Publikation
SONAR-SLT: Multilingual Sign Language Translation via Language-Agnostic Sentence Embedding Supervision
Yasser Hamidullah; Shakib Yazdani; Cennet Oguz; Cristina España Bonnet; Josef van Genabith
In: Proceedings of the Tenth Conference on Machine Translation. Conference on Machine Translation (WMT-2025), November 8-9, Suzhou, China, Association for Computational Linguistics, 2025.
Zusammenfassung
Sign language translation (SLT) is typically trained with text in a single spoken language, which limits scalability and cross-language generalization. Earlier approaches have replaced gloss supervision with text-based sentence embeddings, up to now, these remain tied to a specific language and modality. In contrast, here we employ language-agnostic, multimodal embeddings trained on text and speech from multiple languages to supervise SLT, enabling direct multilingual translation.

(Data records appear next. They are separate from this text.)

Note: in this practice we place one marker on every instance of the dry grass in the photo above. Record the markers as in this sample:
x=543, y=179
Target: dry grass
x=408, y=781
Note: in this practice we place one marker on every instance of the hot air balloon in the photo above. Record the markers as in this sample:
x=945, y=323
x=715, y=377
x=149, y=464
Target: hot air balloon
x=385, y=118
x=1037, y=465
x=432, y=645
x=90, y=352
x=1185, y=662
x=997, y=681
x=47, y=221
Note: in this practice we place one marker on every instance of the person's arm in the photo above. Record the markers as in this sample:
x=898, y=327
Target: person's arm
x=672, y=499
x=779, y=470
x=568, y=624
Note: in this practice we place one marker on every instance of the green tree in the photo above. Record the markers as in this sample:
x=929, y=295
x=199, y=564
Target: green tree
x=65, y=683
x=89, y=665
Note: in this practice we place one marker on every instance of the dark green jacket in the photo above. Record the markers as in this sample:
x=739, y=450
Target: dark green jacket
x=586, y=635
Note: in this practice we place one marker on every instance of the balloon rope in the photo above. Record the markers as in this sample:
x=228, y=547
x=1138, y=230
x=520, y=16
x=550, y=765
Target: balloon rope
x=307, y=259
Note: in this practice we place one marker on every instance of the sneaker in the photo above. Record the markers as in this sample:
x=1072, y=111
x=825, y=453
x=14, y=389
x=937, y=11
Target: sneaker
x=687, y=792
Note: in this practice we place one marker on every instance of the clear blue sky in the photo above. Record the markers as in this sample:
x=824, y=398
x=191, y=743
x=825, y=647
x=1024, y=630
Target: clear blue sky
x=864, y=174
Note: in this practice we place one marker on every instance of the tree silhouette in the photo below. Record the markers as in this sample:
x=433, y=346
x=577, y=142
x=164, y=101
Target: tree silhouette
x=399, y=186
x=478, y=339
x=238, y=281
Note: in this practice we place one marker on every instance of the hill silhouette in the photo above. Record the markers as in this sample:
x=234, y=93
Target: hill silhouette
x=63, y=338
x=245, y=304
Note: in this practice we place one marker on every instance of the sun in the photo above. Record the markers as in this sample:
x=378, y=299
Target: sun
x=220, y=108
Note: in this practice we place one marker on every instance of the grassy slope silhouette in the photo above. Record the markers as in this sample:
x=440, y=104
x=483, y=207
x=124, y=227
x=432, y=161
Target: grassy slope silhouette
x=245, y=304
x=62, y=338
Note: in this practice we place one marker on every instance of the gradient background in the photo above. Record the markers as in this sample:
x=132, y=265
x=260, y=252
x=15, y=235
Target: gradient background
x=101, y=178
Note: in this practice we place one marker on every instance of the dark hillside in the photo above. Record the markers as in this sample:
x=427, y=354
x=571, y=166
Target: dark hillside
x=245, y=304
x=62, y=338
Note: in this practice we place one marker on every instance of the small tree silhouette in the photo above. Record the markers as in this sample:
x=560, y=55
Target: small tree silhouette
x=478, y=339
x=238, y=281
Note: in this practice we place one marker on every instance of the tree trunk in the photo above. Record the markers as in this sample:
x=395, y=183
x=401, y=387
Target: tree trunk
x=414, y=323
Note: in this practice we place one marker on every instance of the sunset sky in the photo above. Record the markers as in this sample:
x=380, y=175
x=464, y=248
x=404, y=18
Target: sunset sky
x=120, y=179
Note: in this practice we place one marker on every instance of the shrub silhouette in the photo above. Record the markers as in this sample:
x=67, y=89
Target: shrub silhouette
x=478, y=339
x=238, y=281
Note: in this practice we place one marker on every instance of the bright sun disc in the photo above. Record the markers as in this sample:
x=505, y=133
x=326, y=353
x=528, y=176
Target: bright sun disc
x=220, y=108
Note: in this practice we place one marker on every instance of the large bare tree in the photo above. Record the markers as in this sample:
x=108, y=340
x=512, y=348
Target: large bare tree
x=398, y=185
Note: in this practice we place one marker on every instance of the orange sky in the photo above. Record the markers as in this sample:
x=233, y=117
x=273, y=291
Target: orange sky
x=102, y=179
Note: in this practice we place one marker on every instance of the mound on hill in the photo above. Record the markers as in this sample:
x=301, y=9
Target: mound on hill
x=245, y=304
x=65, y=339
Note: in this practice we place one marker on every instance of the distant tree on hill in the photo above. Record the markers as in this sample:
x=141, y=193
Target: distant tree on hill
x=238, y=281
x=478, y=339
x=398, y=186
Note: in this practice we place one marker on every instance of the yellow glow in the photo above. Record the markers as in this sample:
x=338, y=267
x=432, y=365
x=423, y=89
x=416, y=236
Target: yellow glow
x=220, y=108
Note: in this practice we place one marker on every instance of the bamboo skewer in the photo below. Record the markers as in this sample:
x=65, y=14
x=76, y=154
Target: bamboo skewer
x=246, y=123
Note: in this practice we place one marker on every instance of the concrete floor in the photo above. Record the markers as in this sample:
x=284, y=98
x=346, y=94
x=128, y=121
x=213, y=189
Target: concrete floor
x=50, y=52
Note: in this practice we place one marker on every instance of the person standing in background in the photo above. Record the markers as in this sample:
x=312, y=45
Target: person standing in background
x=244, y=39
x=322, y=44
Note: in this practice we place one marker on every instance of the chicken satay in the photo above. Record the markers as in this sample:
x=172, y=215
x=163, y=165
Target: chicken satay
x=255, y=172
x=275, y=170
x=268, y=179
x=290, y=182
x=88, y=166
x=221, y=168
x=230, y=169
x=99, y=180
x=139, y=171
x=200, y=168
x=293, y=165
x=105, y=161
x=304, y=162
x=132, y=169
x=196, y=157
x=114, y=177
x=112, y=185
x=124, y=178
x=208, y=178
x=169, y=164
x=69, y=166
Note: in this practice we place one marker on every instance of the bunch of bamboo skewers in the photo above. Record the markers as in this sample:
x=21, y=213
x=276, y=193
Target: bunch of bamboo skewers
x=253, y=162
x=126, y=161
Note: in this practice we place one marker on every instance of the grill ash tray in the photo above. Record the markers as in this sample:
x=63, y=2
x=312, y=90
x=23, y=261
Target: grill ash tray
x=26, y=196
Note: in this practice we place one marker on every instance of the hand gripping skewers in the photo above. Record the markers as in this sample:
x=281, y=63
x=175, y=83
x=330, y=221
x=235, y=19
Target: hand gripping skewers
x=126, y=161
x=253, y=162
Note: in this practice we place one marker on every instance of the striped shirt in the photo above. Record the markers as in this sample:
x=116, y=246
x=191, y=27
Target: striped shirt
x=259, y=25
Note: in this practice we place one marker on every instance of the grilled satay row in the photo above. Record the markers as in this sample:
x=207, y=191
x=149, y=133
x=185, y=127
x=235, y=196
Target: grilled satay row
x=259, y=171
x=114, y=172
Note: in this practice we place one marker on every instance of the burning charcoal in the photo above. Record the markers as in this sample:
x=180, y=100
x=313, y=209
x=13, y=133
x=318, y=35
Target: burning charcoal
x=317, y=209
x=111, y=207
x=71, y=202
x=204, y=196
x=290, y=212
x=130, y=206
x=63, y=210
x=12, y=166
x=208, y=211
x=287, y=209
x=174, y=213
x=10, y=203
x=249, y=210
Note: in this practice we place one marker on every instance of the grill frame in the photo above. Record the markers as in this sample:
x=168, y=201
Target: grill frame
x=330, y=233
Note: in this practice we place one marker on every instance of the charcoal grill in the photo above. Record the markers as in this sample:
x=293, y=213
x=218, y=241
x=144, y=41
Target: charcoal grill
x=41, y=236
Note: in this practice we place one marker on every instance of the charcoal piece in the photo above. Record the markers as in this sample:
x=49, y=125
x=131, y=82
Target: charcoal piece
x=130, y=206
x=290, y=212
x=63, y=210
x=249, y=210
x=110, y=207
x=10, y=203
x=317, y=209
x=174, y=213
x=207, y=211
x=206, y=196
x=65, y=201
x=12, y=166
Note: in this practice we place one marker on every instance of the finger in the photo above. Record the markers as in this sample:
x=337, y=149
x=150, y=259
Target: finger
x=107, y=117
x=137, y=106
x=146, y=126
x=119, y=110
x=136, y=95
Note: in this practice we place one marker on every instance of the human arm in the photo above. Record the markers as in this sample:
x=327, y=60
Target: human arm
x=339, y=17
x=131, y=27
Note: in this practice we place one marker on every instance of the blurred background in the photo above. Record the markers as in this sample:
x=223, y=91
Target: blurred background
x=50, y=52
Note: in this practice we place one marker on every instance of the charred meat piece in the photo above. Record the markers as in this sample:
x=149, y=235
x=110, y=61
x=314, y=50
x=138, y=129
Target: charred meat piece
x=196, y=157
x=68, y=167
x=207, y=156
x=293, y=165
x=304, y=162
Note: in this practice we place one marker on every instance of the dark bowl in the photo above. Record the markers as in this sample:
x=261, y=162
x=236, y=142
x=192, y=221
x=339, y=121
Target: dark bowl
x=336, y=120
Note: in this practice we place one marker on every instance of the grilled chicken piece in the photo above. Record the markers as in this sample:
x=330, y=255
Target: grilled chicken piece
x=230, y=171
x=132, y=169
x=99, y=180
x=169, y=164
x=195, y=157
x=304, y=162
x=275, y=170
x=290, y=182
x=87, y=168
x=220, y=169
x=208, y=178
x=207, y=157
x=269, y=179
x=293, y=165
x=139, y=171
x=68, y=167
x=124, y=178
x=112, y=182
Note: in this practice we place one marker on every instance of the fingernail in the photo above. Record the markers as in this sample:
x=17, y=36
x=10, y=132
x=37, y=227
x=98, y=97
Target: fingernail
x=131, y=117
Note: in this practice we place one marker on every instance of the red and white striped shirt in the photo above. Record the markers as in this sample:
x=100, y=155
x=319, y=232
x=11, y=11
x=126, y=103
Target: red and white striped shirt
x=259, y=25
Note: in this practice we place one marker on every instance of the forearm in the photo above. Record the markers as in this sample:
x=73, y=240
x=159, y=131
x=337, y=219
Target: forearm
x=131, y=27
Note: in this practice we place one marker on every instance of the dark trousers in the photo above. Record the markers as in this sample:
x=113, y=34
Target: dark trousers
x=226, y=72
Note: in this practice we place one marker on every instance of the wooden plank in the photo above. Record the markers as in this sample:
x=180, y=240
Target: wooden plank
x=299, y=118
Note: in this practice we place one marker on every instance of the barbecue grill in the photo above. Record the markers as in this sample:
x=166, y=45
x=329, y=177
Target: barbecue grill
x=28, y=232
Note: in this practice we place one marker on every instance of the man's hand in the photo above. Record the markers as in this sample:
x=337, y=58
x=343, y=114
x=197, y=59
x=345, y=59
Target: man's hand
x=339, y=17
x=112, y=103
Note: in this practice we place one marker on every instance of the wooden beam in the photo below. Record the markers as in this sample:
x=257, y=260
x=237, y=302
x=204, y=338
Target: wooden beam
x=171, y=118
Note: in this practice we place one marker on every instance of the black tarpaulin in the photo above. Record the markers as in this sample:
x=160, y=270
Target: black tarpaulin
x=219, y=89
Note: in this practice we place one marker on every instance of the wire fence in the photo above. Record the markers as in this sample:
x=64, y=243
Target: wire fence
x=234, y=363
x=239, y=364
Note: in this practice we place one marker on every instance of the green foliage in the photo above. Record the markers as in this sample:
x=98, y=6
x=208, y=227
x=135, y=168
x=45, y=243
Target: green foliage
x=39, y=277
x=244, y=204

To address data scarcity, we propose a coupled augmentation method that combines multilingual target augmentation with video-level perturbations, improving model robustness. Experiments show consistent BLEURT gains over text-only embedding supervision, with larger improvements in low-resource settings. Our results demonstrate that language-agnostic embedding supervision, combined with coupled augmentation, provides a scalable and semantically robust alternative to traditional SLT training.